Gemeinsame Erklärung: Gegen die Angriffe auf den demokratischen Rechtsstaat!

Am 19.2.2025 veröffentlicht das Grundrechtekomitee gemeinsam mit fünf anderen Organisationen die folgende Erklärung. 


Als Bürger:innen- und Menschenrechtsrechtsorganisationen sowie als juristische Berufsvertretungen wenden wir uns mit Nachdruck gegen die Infragestellung rechtsstaatlicher Mechanismen in diesem Bundestagswahlkampf. Überzogene Law and Order-Forderungen und verfassungswidrige Gesetze sind für uns nichts neues, gegen diese politisch und juristisch vorzugehen, ist schon lange ein Teil unserer Arbeit. Aber dieser Wahlkampf hat eine andere, gefährliche Qualität: Im Zuge einer radikalisierten Migrationspolitik, die durch den Aufstieg der AfD in den Wahlumfragen begünstigt wird, werden das Recht an sich und die Institutionen des Rechtsstaats, allen voran die Gerichte und die Rechtsanwaltschaft, auch von demokratischen Parteien offen in Zweifel gezogen. Durch die Zustimmung zum sog. „5-Punkte-Plan“ fordern CDU/CSU, FDP, BSW und AfD unverhohlen den Bruch mit Europarecht und Verfassungsrecht. Durch einen kalkulierten Rechtsbruch qua permanenter Grenzkontrollen soll Druck auf die europäische Gesetzgebung ausgeübt werden. Ob Urteile des Europäischen Gerichtshofs noch umgesetzt werden, ist zu einer offenen Frage geworden. In den letzten Jahren ist neben dem Migrationsrecht auch im Klima- und Umweltrecht öfter von einem sog. „exekutiven Ungehorsam“ die Rede, indem Gerichtsentscheidungen seitens der Regierung und Verwaltung schlicht ignoriert werden. Hinter vorgehaltener Hand sprechen Politiker:innen aus den Reihen der CDU laut Medienberichten bereits von den „Scheiß-Gerichten“. Sie stoßen in eine rhetorische Kerbe, die unter den extrem rechten Regierungen in Italien, Polen und in Ungarn bereits autoritär umgeschlagen ist: Richter:innen werden zu Feinden des Staates erklärt. SPD und Grüne haben in der denkwürdigen Sitzungswoche des Bundestages Ende Januar 2025 zwar rhetorisch den Rechtsstaat hochgehalten, aber auch sie selbst haben zuvor in der Migrations- und Sicherheitsgesetzgebung europa- und verfassungswidrige Vorhaben vorangetrieben: darunter zuletzt die Kontrollen an den deutschen EU-Binnengrenzen und das „Sicherheitspaket“ vom 18. Oktober 2024.

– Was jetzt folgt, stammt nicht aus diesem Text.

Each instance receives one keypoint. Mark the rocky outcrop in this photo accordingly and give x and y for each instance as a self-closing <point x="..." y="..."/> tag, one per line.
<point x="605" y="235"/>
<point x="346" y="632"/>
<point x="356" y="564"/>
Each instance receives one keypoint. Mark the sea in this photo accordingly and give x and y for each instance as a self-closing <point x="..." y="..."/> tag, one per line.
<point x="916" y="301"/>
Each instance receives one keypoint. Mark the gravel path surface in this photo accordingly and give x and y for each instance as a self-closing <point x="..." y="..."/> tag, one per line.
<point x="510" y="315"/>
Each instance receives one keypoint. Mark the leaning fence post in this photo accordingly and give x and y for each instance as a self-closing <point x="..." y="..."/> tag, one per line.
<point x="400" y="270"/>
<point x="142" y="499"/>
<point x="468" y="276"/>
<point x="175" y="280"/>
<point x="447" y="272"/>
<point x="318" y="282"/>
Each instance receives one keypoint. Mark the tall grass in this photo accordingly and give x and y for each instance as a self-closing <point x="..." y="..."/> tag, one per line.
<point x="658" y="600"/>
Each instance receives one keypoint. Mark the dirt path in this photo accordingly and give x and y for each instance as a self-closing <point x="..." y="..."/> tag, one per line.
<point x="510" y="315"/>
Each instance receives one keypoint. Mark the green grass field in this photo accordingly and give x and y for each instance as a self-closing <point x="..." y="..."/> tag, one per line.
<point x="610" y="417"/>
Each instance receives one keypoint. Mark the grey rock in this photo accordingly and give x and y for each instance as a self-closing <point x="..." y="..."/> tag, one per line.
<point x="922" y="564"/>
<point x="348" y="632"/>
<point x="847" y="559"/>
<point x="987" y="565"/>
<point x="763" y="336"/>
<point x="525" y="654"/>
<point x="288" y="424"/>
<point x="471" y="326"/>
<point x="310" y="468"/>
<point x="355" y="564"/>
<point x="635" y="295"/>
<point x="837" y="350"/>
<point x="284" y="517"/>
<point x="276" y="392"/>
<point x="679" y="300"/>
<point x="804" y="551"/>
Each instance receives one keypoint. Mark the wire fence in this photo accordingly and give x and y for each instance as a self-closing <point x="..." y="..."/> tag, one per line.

Gegen die Einhaltung des gesetzten Rechts wird von Politiker:innen und in Teilen der Medien das Argument vorgebracht, das Recht dürfe nicht gegen „den Willen des Volkes stehen“. Falls es dies tue, müsse es verändert werden. Aber erstens geht es bei den allermeisten rechtlichen Aspekten, die aktuell infrage gestellt werden, nicht um einfaches Gesetzesrecht. Stattdessen geht es um Grund- und Menschenrechte, internationale und europäische Verträge oder um die Unabhängigkeit der Gerichtsbarkeit an sich. Richtig ist, dass das Recht immer das Ergebnis von gesellschaftlichen Aushandlungsprozessen ist. Aber unteilbare Grund- und Menschenrechte dürfen in politischen Verhandlungen nicht zur Disposition stehen. Im Übrigen lässt sich Recht nicht mit einem Faustschlag von Regierungsvertretern auf den Tisch hinwegfegen, sondern muss selbst Gegenstand von Verfahren im Parlament oder mit Partnern aus anderen Ländern sein. Zweitens sind diese Rechtsgrundlagen gerade in Deutschland das Ergebnis der historischen Erfahrungen aus zwei Weltkriegen und der NS-Herrschaft. Sie sind ein Teil der Aufarbeitung von Vergangenheit, die nichts an ihrer Gültigkeit verloren hat. Dazu zählt vor allem die Unteilbarkeit der menschlichen Würde und die Gleichheit aller Menschen vor dem Gesetz, auch unabhängig von ihrer Herkunft. Und drittens geht die Gegenüberstellung von Demokratie und Recht implizit von einer „vollständigen“ Demokratie aus, in der die Interessen aller repräsentiert werden. Aber in unseren aktuellen demokratischen Verfahren sind Armutsbetroffene, die Mehrzahl der Lohnabhängigen, migrantische Personen ohne europäische Staatsbürgerschaft und solche diverser sexueller Orientierung viel zu oft ausgeschlossen. Um ihre Positionen in der Gesellschaft zu verbessern bedarf es einer Veränderung politischer Machtverhältnisse. Solange das aber nicht passiert ist, können diese Menschen in Verfahren vor Gericht mittels der Grund- und Menschenrechte ihren Platz und ihre Teilhabe an dieser Gesellschaft geltend machen.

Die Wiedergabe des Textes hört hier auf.